Concurrent Technologies Corp. has been awarded a patent for a technique to detect corrosion under paint on military and commercial aircraft and other vehicles, the organization has announced.
The nonprofit research and development group received the patent for “processes to create discrete corrosion defects on substrates and establish corrosion nondestructive inspection (NDI) test standards” used to solve real-world corrosion problems, CTC said in a statement Wednesday (Oct. 6).
The intellectual property, now protected under United States Patent No. 7,776,606, “is the state-of-the-art technology needed for effective application of NDI tools to detect corrosion under paint on military and commercial aircraft and other vehicles,” CTC said.

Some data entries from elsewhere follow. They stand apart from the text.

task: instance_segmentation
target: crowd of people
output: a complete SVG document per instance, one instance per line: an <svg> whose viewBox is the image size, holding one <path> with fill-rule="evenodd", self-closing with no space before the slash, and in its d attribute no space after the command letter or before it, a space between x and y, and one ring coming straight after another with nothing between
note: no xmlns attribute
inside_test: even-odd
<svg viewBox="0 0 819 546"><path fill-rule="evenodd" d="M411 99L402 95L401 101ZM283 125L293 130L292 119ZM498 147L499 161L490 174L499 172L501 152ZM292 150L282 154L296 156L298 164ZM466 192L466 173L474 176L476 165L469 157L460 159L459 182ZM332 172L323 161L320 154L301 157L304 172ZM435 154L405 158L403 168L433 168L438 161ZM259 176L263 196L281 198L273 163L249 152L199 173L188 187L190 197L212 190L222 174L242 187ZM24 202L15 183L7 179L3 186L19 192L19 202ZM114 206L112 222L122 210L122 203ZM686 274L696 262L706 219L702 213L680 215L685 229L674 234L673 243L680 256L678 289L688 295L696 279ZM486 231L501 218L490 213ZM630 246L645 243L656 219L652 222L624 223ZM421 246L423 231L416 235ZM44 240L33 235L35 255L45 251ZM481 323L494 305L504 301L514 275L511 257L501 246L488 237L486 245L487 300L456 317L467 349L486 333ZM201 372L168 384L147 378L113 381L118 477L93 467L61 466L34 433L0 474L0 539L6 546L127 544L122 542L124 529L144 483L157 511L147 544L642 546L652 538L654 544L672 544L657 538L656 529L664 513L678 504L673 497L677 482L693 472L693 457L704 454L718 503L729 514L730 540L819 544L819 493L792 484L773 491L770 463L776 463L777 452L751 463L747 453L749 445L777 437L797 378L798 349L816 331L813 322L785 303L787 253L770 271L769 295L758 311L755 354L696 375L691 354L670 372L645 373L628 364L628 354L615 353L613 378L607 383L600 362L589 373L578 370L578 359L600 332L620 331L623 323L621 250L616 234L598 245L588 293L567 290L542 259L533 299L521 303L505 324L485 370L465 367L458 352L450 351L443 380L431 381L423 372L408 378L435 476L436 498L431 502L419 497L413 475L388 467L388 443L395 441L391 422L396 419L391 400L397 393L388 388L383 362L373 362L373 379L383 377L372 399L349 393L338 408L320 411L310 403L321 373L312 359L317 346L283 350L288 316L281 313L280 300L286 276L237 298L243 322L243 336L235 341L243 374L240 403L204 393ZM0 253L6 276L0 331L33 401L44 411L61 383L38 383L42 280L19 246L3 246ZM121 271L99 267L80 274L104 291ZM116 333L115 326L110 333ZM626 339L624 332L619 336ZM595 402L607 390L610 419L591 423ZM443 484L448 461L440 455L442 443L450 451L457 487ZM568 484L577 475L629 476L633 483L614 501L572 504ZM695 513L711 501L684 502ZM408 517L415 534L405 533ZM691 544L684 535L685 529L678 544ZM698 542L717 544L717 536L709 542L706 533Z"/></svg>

Detecting Hidden Corrosion
As aircraft and other vehicles age, the maintenance required due to corrosion increases, CTC notes. Some of this corrosion can be visually undetectable, necessitating “NDI tools and protocols capable of locating hidden corrosion under paint.”
In this way, corrosion can be identified before extensive damage occurs, minimizing repair costs, downtime and the need for complete coating removal and reapplication.
Army Aviation Roots
The protocol started as a corrosion project for U.S. Army Aviation in 2002 and later expanded to applications for the U.S. Air Force, said CTC president and CEO Edward J. Sheehan Jr.
In 2003, Joe Pecina, P.E., a metallurgical advisory engineer; technician Scott Ryan, and several other employees in CTC’s Largo, FL, office started developing the process to create discrete corrosion defects in the laboratory, CTC said. The patent application was filed in 2007.
The team “developed a process to create test standards containing hidden discrete corrosion defects used to characterize corrosion detection performance of NDI instrumentation, develop NDI analysis protocols, and validate NDI results for corrosion inspections on aircraft,” Sheehan said.
“These processes and standards ensure the structural integrity of the aircraft, and therefore ensure our warfighters' safety."